There would be hamburgers and hot dogs and condiments that would take up half the table; frozen French fries crisped and hot from the oven; grainy breads of all shapes and sizes, and simple white buns that we'd throw to the birds - and grotesquely throw at the fireflies that would float around just beyond our reach. 

And there was always salad, and cold fruit sitting in a pool of melted ice cubes that were supposed to keep the peaches and plums and nectarines cool as the hot day gave in to a humid night. 

Granted, tonight my mom and I ate dinner alone. Instead of recovering from a day of sun and swim, we tried to forget three-hour-a-day commutes and seemingly endless strings of telemarketers - they don't only call at dinner time, I've learned. There weren't the classic flavors hot off the grill. Instead of chasing fireflies, we watched TV. It wasn't even humid. 

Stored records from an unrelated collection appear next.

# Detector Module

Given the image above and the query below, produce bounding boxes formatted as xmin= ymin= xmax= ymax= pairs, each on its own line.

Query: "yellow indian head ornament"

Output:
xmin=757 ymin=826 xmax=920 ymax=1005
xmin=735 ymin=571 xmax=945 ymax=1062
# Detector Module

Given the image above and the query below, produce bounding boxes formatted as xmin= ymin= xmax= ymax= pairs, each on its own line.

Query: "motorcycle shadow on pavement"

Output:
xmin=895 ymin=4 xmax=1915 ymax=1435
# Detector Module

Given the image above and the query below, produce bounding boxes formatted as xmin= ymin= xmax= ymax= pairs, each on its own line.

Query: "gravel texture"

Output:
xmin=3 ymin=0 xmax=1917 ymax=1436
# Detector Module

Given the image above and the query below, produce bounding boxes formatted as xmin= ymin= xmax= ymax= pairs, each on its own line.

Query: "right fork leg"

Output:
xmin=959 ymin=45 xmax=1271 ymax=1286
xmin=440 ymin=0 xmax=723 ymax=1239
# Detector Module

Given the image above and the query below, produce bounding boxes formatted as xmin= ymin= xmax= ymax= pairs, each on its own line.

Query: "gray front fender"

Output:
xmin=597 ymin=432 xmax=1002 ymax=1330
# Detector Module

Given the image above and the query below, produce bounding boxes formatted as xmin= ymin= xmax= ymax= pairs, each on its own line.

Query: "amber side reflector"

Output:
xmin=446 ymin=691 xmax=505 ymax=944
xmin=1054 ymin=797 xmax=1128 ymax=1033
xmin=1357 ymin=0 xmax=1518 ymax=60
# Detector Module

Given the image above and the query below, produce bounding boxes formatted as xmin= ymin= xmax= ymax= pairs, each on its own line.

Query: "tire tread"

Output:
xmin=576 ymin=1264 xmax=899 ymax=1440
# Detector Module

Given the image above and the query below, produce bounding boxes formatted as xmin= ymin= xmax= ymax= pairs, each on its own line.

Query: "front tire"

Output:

But at least we had this salad, and it felt like summer. 

***

Salad with warm peaches and basil-lime dressing
The heart of this salad is the dressing. It started off as my default - olive oil and lime juice - but something seemed to be missing this time. So I grabbed a handful of basil and threw it into the food processor with the olive oil-lime juice mixture. The basil added just the right amount of freshness. The salad works as a light meal on its own, but my mom and I paired it with a big bowl of whole wheat pasta and tomato-basil sauce. "Light" means different things to different people.

Salad:
1 head Boston lettuce
1 pint cherry tomatoes, halved
2 peaches, quartered
8 slices Parmesan cheese
Spray oil
Salt

Dressing:
Juice if 3 limes and an equal part olive oil
1/4 cup basil leaves, packed
Dash of chili powder
Salt and pepper, to taste



Wash, dry and arrange lettuce "cups" on a large plate. Wash tomatoes and cut them in half; add to lettuce cups. 

Combine equal parts of lime juice (I used 3 limes) and olive oil. It's easiest to do this in a jar; the oil will rise to the top. Add dash of chili powder, and season to taste with salt and pepper. Shake well. 

Put basil in food processor, chop, and with processor on, slowly add the oil-lime mixture until the whole thing emulsifies. Put back in jar. 

Heat a pan on the stove. Cut peaches into quarters and remove pits. Spray cut sides with oil and sprinkle with salt. When pan is hot, add peaches cut side down and reduce heat to low. Don't shift them around. Let peach slices heat through until side on pan browns and begins to release juices, about three minutes. When the cut side turns a golden brown, flip and repeat on other cut side. 

Shake basil-lime dressing in jar, and spoon over lettuce and tomatoes. Arrange Parmesan slices, and add warm peaches. Could serve 4, but better if split between 2.